The ancestors of Yeniseian peoples may have been related to the Syalakh culture of ancient Yakutia. Yeniseian people, specifically Ket, also show high amounts of affinity towards Tuvans and other peoples of Siberia, suggesting that Yeniseian ancestry can be linked to Paleo-Siberians, which replaced previous Upper-Paleolithic Siberians (Ancient North Eurasian) as the dominant population, and were subsequently largely assimilated by Neo-Siberians from Northeast Asia.

Ancient Yeniseian speakers can be associated with a Late Neolithic/Bronze Age ancestry in the Baikal area (Cisbaikal_LNBA or Baikal_EBA) maximized among hunter-gatherers of the local Glazkovo culture.
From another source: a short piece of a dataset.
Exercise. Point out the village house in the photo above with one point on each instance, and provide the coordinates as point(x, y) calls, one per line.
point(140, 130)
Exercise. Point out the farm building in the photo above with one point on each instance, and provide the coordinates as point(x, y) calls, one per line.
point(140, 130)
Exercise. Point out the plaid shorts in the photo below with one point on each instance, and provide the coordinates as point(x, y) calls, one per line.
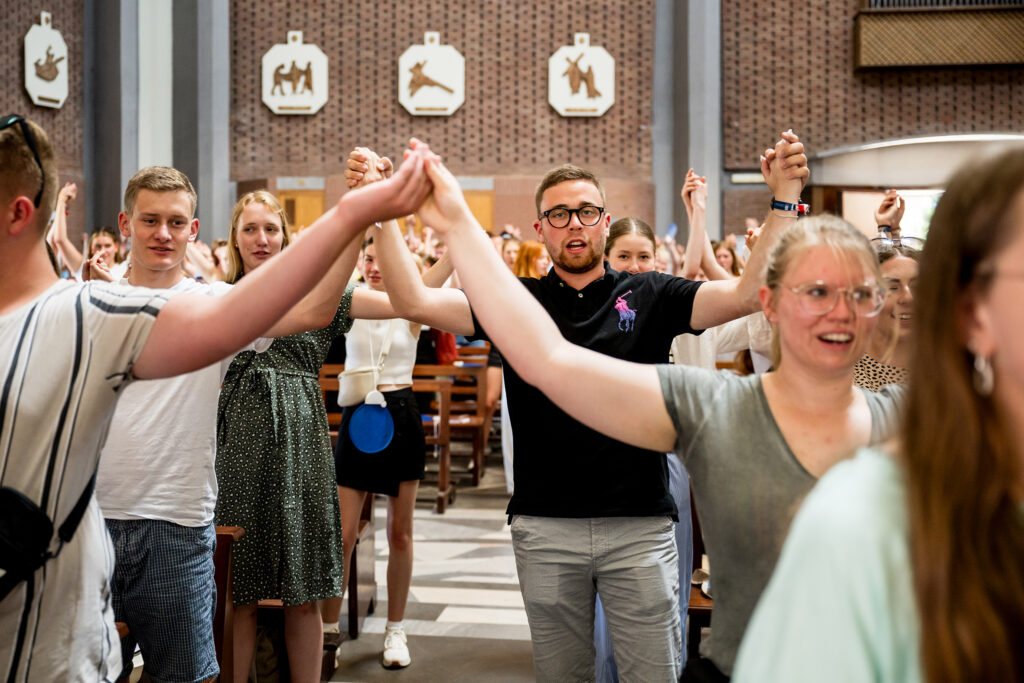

They can be differentiated from the earlier 'Early Neolithic Baikal hunter-gatherers' associated with the Kitoi and Fofonovo cultures (Baikal_EN) and later Amur-derived (DevilsCave_N-like) groups. Cisbaikal_LNBA ancestry is inferred to be rich in Ancient Paleo-Siberian ancestry, and also display affinity to Inner Northeast Asian (Yumin-like) groups. This type of ancestry has also been observed among Eastern Scythians (Saka) and made up nearly all of the ancestry (85-95%) from an outlier sample of the Karasuk culture (RISE497). Cisbaikal_LNBA ancestry later spread together with Glazkovo-type pottery to the forest zone of the Middle Angara, correlating with the supposed dispersal of Yeniseian languages, supporting a homeland in the Cis-Baikal region. Cisbaikal_LNBA has also been found at low amounts among Athabaskan speakers, lending support to the Dene-Yeniseian hypothesis.

According to some researchers, the Yeniseian people are a result of reverse migration (from America to Asia).

While modern-day Kets are derived from a Cisbaikal_LNBA-like source, they also display significant amounts of geneflow from Uralic-affiliated (Yakutia_LNBA) sources.